Невинные шалости, которые, как он думал, помогут доброму Миниху в борьбе с воровством и казнокрадством, на деле обернулись великими страданиями для всего города. От мысли, что виноват в этом именно он, Полесова бросало в жар. У него не получалось даже напиться – вино лишь коверкало движения, но подлейшим образом оставляло разум чистым и ясным. Наполненным множеством скверных мыслей и отвратительного отчаяния. Неспособность изменить прошлое врезала во все его члены странные пружины – новые и сверкающие. Движения стали резкими и сумбурными. Непонятная энергия заполнила всё его существо и как будто ждала повода, чтобы выйти наружу. Но выйти ей было некуда, и это кромсало сознание Николая на лоскуты. Он не мог найти радости ни в чём: ни в вине, ни во сне, ни в других плотских утехах, которым раньше с превеликим удовольствием предавался. Его душа задыхалась, кричала, металась, подталкивала его к какому-то действию, смысл которого он едва ли мог осознать.

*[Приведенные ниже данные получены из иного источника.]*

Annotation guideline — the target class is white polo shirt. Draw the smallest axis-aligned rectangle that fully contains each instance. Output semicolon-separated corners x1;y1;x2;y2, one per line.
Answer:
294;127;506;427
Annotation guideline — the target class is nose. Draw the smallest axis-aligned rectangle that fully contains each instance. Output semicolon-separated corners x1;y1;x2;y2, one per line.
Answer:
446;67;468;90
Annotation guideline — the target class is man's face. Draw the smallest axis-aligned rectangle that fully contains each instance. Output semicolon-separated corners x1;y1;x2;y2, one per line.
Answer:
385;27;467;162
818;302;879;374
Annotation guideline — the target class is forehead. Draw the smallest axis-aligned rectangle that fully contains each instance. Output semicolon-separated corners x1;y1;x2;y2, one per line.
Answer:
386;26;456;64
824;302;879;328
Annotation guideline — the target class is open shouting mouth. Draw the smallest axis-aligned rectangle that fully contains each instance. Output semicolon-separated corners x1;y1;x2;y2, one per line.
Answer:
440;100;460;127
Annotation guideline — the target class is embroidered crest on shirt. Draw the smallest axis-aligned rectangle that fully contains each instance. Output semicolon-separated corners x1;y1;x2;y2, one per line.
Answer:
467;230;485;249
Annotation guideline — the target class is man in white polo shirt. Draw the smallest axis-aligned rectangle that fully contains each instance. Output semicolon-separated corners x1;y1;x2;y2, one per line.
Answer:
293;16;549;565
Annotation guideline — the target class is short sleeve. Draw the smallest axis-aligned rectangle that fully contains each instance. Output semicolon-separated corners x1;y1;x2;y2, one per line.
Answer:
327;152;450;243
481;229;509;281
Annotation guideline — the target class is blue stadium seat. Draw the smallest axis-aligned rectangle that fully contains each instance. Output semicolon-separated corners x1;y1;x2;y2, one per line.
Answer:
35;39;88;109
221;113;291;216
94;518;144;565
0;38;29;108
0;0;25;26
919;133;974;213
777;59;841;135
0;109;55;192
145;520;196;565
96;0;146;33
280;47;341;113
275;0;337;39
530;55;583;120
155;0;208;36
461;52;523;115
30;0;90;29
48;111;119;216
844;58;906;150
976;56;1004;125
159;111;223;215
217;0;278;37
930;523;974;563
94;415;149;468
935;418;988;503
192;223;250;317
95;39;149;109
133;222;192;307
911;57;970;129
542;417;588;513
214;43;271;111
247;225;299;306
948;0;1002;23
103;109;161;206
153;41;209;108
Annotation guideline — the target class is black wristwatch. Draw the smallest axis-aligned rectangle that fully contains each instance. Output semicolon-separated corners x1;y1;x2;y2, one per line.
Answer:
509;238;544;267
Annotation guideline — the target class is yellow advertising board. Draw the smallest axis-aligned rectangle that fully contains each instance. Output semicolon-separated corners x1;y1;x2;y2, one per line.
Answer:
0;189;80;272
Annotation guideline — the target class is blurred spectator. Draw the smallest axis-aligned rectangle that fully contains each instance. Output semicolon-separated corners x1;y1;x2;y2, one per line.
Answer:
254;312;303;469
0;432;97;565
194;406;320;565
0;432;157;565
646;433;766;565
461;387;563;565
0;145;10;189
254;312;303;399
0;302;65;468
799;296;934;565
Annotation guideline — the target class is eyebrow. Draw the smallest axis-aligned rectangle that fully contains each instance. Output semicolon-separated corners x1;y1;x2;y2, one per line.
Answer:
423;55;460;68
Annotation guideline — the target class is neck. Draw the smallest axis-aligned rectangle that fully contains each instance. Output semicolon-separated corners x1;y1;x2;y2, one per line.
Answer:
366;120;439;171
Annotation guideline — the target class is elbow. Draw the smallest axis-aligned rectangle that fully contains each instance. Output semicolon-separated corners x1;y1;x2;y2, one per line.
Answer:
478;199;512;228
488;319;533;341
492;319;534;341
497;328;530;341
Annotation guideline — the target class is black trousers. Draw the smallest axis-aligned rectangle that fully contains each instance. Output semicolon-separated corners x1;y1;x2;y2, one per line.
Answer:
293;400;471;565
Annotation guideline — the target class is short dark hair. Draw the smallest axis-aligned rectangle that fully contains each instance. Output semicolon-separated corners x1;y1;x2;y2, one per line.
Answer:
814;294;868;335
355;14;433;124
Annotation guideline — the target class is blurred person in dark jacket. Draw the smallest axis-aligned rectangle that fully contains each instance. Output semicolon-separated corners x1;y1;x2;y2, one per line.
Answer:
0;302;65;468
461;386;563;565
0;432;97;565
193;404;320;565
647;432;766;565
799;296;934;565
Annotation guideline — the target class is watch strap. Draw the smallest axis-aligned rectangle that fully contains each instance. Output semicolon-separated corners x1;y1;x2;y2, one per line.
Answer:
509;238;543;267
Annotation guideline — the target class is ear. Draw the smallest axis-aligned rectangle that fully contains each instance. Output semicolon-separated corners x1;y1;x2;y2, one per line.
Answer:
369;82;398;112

Через неделю Полесов не выдержал и отправился вместе с удивлённым Макаром в сторону Москвы, за Волхов, искать старца.
5.
До Зелёной пустыни было полторы сотни вёрст. Зимой на санях или летом на колымаге дорога заняла бы один, два дня. Но на дворе стояла глубокая осень, дождливая и холодная, и великие грязи захватили русские дороги. Только на пятый день, утомлённые и измученные бесконечной распутицей, Николай и Макар достигли последней дороги к монастырю. И хоть была она по здешним меркам новая и широкая, беспощадные грязи одолели и её.
Здесь, уже совсем близко к монастырю, им встретился мужик, который с полубезумной улыбкой шёл рядом с пустой телегой. При виде бороды Макара он остановился, отвесил поклон в пояс и перекрестился. Затем попалась на дороге баба, завёрнутая в чёрные тряпки с головы до ног, только глаза видны. За ней плёлся ребёнок, то ли мальчик, то ли девочка, затянутый крестом засаленных тряпок, с глиняными гирями на ногах. И она отвесила поклон нечёсаной бороде Макара.
К пустыни подъехали к вечеру, когда и без того тёмные облака сделались ещё темнее, а холодный ветер стих и только иногда тревожил лихими набегами, проникая в самые глубокие складки одежды. Макар поёрзал в телеге и нахмурился:
– Приехали, барин.
Стены, окружавшие монашескую обитель, хранили следы недавнего пожара и во многих местах были разрушены. Закопченный кирпич неопрятными осколками вываливался из обожжённых прорех. Поверх низких дырявых крыш свечой возносилась к небу каменная колокольня. Невысокий собор с пятью главами стоял рядом, а с других сторон колокольню обступили обычные домики, служившие разным монашеским нуждам. Один из них, примыкавший к разбитой стене, был разрушен и теперь два худых бревна удерживали его обезглавленный остов, навалившийся на них рваным брандмауэром. Ворот не было, въезд преграждало бревно. По завету преподобного Мартирия в обитель нельзя было верхом. Макара предупредил об этом хромой кузнец с постоялого двора, где они ночевали.
Николай вылез из телеги.
– Погоди тут, – указал он мужику и зашёл в обитель.
Сразу за бревном ему встретился низенький, тощий инок с красным перекошенным лицом и жиденькой бородкой. Он шёл, пошатываясь, как камыш, едва переставляя ноги.
– Желаю здравствовать, – обратился к нему Николай, но тот даже не повернулся. – Мне бы к настоятелю.
– Там он, – выкинув из рясы руку, проскрипел человечек, – за трапезной.
Николай прошёл между собором и трапезной и очутился на хозяйственном дворе. Там был устроен навес, наспех сколоченный из свежих и обгоревших брёвен. Под ним с одного края аккуратными рядами лежали колотые дрова, а с другого стоял большой стол, за которым сидел архимандрит и вместе с двумя другими монахами разделывал тыкву. Первый монах, выпучив глаза, резал, второй, кривясь, вытаскивал сердцевину, а настоятель с лицом каменным и серым, доставал из сырой требухи семена и складывал в небольшой растопыренный мешок. На вытоптанной земле вокруг стола развалились тыквы: приплюснутые белые, вытянутые зелёные, шары в красную прерывистую полоску и огромные рыжие. С одной такой, едва ли не с лошадиную голову, как раз боролся первый монах.